An ombudsman is a trained and certified volunteer who advocates for people who live in nursing homes, assisted living facilities and adult family-care homes. The vulnerable individuals in these facilities often have no one to speak for them or keep an eye on the level and quality of care they receive. Ombudsmen will be there to serve as the “voice” of a resident when no one else is willing or able.
Throughout Florida, ombudsmen are organized into “councils” based on location. There are 18 local councils throughout the state. Paid State of Florida employees manage and administratively support each of these offices.
“Ombudsman work,” as it is referred to in many of these questions, primarily involves investigating complaint(s) received from or on behalf of people who live in nursing homes, assisted living facilities or adult family-care homes; conducting annual assessments of long-term care facilities; attending local monthly council meetings; and building trusting relationships with residents of long-term care facilities.
Ombudsmen are first and foremost advocates. Ombudsmen are not in place to attempt a compromise between a long-term care facility and a family member, caregiver, guardian or resident. An ombudsman’s job is to be biased in favor of residents, and the ombudsman will do his or her best to resolve a complaint or case to the full satisfaction of the residents involved.
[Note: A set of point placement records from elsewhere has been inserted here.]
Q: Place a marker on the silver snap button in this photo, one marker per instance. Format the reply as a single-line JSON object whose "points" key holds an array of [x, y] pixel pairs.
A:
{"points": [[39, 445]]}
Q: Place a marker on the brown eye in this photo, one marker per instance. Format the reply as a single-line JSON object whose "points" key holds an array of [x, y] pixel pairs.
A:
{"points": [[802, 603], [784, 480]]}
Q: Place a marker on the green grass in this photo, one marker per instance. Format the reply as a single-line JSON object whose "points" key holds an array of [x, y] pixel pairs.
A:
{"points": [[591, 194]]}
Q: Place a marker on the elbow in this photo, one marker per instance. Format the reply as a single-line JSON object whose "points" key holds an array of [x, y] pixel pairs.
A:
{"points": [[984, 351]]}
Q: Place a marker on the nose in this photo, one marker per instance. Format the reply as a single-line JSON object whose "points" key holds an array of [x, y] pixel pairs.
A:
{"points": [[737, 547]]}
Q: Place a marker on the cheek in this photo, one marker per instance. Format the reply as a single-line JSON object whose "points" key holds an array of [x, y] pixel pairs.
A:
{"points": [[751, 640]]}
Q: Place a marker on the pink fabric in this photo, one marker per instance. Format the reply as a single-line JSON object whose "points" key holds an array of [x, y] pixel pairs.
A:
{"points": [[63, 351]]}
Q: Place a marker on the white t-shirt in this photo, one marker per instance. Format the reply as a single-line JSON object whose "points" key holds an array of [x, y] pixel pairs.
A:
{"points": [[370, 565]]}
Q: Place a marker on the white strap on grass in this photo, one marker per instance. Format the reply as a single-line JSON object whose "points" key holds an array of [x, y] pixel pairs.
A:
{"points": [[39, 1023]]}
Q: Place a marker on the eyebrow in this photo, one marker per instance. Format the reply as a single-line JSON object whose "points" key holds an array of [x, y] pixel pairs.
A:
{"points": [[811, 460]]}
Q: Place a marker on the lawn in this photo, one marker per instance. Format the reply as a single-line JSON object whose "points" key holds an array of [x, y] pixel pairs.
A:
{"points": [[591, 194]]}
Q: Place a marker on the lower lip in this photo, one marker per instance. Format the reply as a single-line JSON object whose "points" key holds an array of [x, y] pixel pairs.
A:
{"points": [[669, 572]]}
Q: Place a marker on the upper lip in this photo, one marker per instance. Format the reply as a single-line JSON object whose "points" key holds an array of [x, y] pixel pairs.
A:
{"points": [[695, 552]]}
While volunteer ombudsmen come from a variety of backgrounds, the only special requirements are compassion and a willingness to help others. The Ombudsman Program provides the necessary training to becoming an ombudsman. Seasoned ombudsmen as well as District Ombudsman Managers are always available to answer questions and provide assistance.
After completing the necessary paperwork, potential ombudsmen attend three sessions of classroom training and three sessions of field training. Trainings are usually provided by the District Ombudsman Manager, State Trainer or a seasoned ombudsman volunteer.
As representatives of the State of Florida, ombudsmen receive reimbursement at the current rate of $0.445 for each mile they travel while doing ombudsman work. Ombudsmen also receive reimbursement for meals while doing ombudsman work. The full set of State of Florida policies for reimbursement will be outlined for you during the application process.
Only as far as you want. Most ombudsmen prefer to visit facilities close to home, and the Ombudsman Program is able to accommodate this. Sometimes you may be asked to travel a little further but the decision is ultimately your own.